Atraídos por essa identidade masculina, os jovens, nem sempre os mais destituídos, incorporam-se aos grupos criminosos em que ficaram à mercê das rigorosas regras que proíbem a traição e a evasão de quaisquer recursos, por mínimos que sejam. Entre esses jovens, no entanto, são os mais destituídos que portam o estigma de eternos suspeitos, portanto incrimináveis, quando são usuários de drogas, aos olhos discriminatórios das agências de controle institucional. Com um agravante: policiais corruptos agem como grupos de extorsão, que pouca diferença guarda com os grupos de extermínio que se forma com o objetivo de matar os eternos suspeitos. Quadrilhas de traficantes e assaltantes não usam métodos diferentes dos primeiros e tudo leva a crer que a luta pelo butim entre eles estaria levando à morte os seus jovens peões. No esquema de extorsão e nas dívidas com traficantes ou policiais, os jovens que começaram como usuários de drogas, são levados a roubar, a assaltar e algumas vezes até a matar para pagar aqueles que os ameaçavam de morte – policiais ou traficantes – caso não consigam saldar a dívida. Muitos deles acabam tornando-se membros de quadrilhas, seja para pagar dívidas, seja para se sentirem mais fortes diante dos inimigos criados, afundando cada vez mais nesse círculo diabólico que eles próprios denominam “condomínio do diabo” (ZALUAR, 1999, p 67).

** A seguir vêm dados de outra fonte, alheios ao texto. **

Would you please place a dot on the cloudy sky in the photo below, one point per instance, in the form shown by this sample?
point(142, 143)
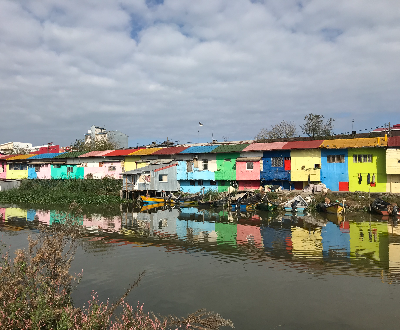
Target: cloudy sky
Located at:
point(154, 69)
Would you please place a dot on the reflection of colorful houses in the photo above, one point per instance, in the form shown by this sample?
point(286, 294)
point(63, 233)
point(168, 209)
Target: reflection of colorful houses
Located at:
point(248, 233)
point(196, 171)
point(369, 240)
point(226, 156)
point(305, 162)
point(306, 243)
point(335, 240)
point(277, 240)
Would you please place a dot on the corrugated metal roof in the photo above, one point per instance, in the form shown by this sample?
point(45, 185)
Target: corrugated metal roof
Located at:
point(265, 146)
point(121, 152)
point(20, 157)
point(150, 168)
point(354, 143)
point(45, 156)
point(394, 141)
point(170, 151)
point(199, 149)
point(230, 148)
point(314, 144)
point(72, 154)
point(96, 153)
point(143, 152)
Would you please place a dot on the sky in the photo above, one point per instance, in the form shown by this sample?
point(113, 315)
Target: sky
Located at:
point(155, 69)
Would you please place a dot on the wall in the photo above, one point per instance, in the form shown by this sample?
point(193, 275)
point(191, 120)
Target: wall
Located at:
point(269, 173)
point(333, 173)
point(226, 169)
point(393, 161)
point(303, 165)
point(377, 167)
point(61, 173)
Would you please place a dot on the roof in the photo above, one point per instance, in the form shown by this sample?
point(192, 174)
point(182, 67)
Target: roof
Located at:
point(143, 152)
point(199, 149)
point(394, 141)
point(20, 157)
point(72, 154)
point(265, 146)
point(151, 167)
point(248, 159)
point(354, 143)
point(230, 148)
point(121, 152)
point(302, 144)
point(45, 156)
point(170, 151)
point(96, 153)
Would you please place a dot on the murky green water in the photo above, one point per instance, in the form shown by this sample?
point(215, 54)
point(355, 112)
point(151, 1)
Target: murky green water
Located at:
point(261, 271)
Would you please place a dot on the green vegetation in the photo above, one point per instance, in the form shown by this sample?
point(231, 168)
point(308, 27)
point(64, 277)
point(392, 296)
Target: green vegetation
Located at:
point(64, 192)
point(36, 287)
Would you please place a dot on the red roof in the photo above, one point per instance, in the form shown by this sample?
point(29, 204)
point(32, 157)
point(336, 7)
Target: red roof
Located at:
point(122, 152)
point(314, 144)
point(394, 141)
point(170, 151)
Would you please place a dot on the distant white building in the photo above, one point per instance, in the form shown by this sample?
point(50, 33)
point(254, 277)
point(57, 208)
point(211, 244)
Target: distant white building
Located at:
point(99, 133)
point(15, 147)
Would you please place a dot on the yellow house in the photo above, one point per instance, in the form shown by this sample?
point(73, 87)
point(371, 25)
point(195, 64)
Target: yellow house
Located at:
point(17, 167)
point(135, 160)
point(393, 170)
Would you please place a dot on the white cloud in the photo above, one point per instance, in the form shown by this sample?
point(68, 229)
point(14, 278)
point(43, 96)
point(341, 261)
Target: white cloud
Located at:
point(155, 70)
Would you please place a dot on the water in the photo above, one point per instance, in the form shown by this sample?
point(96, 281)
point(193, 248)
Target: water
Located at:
point(259, 270)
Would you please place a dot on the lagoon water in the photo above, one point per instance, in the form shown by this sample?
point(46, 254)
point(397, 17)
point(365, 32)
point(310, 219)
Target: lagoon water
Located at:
point(261, 270)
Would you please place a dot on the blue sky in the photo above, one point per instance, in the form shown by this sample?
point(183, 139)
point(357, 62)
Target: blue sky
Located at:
point(154, 69)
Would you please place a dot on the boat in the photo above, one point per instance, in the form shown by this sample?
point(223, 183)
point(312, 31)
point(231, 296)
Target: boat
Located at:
point(297, 204)
point(328, 207)
point(382, 207)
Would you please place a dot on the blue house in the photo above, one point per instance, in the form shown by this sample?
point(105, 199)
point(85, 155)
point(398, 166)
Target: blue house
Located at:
point(197, 172)
point(334, 169)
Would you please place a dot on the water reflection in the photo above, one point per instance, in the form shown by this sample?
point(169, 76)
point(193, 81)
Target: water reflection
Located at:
point(359, 244)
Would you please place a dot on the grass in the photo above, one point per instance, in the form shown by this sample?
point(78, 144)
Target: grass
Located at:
point(64, 192)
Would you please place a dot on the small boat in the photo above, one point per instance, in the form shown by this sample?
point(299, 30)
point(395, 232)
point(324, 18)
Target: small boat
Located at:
point(384, 208)
point(297, 204)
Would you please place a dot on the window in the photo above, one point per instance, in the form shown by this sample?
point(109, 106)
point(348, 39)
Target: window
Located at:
point(163, 177)
point(362, 158)
point(277, 161)
point(205, 164)
point(189, 166)
point(335, 158)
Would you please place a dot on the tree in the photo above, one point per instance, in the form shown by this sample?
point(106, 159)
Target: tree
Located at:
point(283, 130)
point(315, 126)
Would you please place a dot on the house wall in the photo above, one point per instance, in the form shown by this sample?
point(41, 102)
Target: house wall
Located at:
point(43, 173)
point(333, 173)
point(3, 170)
point(377, 167)
point(16, 174)
point(393, 183)
point(393, 161)
point(303, 165)
point(226, 169)
point(78, 172)
point(269, 173)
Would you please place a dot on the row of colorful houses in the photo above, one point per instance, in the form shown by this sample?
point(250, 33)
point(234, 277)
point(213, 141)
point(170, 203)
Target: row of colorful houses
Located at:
point(360, 164)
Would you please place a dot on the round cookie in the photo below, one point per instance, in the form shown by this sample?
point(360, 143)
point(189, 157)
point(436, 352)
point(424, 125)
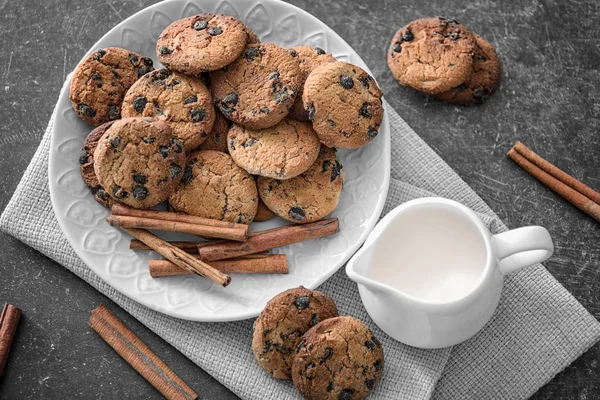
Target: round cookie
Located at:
point(139, 162)
point(432, 55)
point(180, 100)
point(483, 81)
point(282, 151)
point(258, 89)
point(279, 328)
point(344, 104)
point(204, 42)
point(308, 197)
point(214, 187)
point(86, 165)
point(101, 80)
point(339, 359)
point(309, 58)
point(217, 138)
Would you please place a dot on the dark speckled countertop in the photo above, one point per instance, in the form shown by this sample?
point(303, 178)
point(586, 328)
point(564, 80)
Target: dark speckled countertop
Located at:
point(549, 99)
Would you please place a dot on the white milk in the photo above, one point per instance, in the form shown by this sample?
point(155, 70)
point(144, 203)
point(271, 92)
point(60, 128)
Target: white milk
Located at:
point(430, 254)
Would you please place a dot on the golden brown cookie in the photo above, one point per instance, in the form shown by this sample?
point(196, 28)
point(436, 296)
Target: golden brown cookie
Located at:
point(280, 326)
point(139, 162)
point(309, 58)
point(281, 151)
point(344, 104)
point(308, 197)
point(339, 359)
point(201, 43)
point(432, 55)
point(259, 88)
point(101, 80)
point(180, 100)
point(214, 187)
point(483, 81)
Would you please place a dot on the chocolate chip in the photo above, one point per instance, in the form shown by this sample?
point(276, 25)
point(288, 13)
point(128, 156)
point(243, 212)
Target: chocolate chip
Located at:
point(197, 114)
point(297, 214)
point(139, 103)
point(199, 25)
point(214, 31)
point(346, 82)
point(302, 302)
point(191, 99)
point(86, 110)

Enfim, a desigualdade se torna tão importante a partir do momento em que as populações pobres, abandonadas pelos órgãos públicos e inseridos em um sistema capitalista que cada dia mais restringe o mercado de trabalho, deixa à mercê de criminosos a regulação de toda vida social desses bairros.
Quem mais sofre com a relação pobreza/crime são os próprios indivíduos pobres que vivem no meio desses confrontos, ou seja, as populações pobres são tão culpadas como vítimas (ZALUAR, 1999), num processo que cada dia mis leva os jovens dos morros para o mundo do tráfico.
3. VIOLÊNCIA E CULTURA
Uma outra concepção de análise da violência urbana, leva em consideração a violência da sociedade brasileira, colocando que o próprio brasileiro é violento, por apoiar ideias de pena de morte e tortura contra criminosos. Esse argumento foi muito usado para explicar a violência policial: a polícia era violenta porque a população era violenta e pela polícia agir com violência a população reagia com violência, gerando um ciclo de violência crescente, sem explicações.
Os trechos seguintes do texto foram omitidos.